Custom Estimators#
Estimators are the most common extension point — every new observable is a new estimator. This page walks through building one, starting from the simplest approach and adding complexity only when needed.
Start with a Function#
The simplest estimator is a plain function. Here’s one that computes the electronic dipole moment:
import jax.numpy as jnp
def dipole_moment(params, data, stats, state, rngs):
del params, stats, rngs
dipole = -jnp.sum(data.electrons, axis=0)

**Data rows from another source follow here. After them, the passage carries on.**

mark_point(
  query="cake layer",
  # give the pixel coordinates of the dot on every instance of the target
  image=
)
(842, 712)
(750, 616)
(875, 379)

return {"dipole_x": dipole[0], "dipole_y": dipole[1], "dipole_z": dipole[2]}, state
Pass it directly in your estimators dict — JaQMC wraps it as a FunctionEstimator:
estimators = {"dipole": dipole_moment, ...}
The function receives a single walker’s data (not a batch). The base class
auto-vmaps it over walkers. If you need the exact Data versus BatchedData
convention behind that statement, see Runtime Data Conventions. If
this is all you need — a fixed computation with no tunable parameters — you’re
done.
Making It Configurable#
When users should be able to adjust parameters via YAML, wrap the function in a class:
from dataclasses import field
from jaqmc.estimator import Estimator
from jaqmc.utils.config import configurable_dataclass
@configurable_dataclass
class DipoleEstimator(Estimator):
"""Estimates the electric dipole moment.
Args:
reference_point: Origin for dipole calculation.
"""
reference_point: list[float] = field(default_factory=lambda: [0.0, 0.0, 0.0])

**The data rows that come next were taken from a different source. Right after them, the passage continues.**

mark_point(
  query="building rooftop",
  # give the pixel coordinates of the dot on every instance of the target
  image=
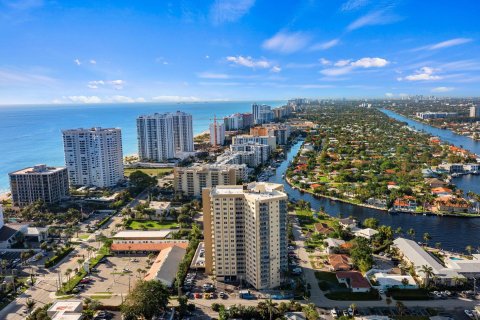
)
(166, 265)
(139, 235)
(38, 169)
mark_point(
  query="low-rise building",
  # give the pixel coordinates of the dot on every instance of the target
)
(165, 266)
(66, 310)
(353, 280)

def evaluate_local(self, params, data, prev_local_stats, state, rngs):
del params, prev_local_stats, rngs
ref = jnp.array(self.reference_point)
dipole = -jnp.sum(data.electrons - ref, axis=0)

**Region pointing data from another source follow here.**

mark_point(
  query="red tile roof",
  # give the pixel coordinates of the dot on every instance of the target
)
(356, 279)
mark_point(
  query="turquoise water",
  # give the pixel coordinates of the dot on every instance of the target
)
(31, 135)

return {"dipole_x": dipole[0], "dipole_y": dipole[1], "dipole_z": dipole[2]}, state
Now reference_point is a config field — it appears in --dry-run output and users can override it in YAML:
train:
estimators:
dipole:
reference_point: [1.0, 0.0, 0.0]
Adding Runtime Dependencies#
The electronic dipole above ignores the nuclear contribution. To include it, the estimator needs the nuclear charges and positions — but these come from the molecule specification, not from YAML. They’re set by the workflow at startup.
Note
In practice, molecule workflows already include charges and atom positions in the walker data (data.charges, data.atoms). We use them as runtime deps here to illustrate the pattern — real candidates are things like f_log_psi (the wavefunction evaluate function) or nspins (the spin configuration), which genuinely live outside the data.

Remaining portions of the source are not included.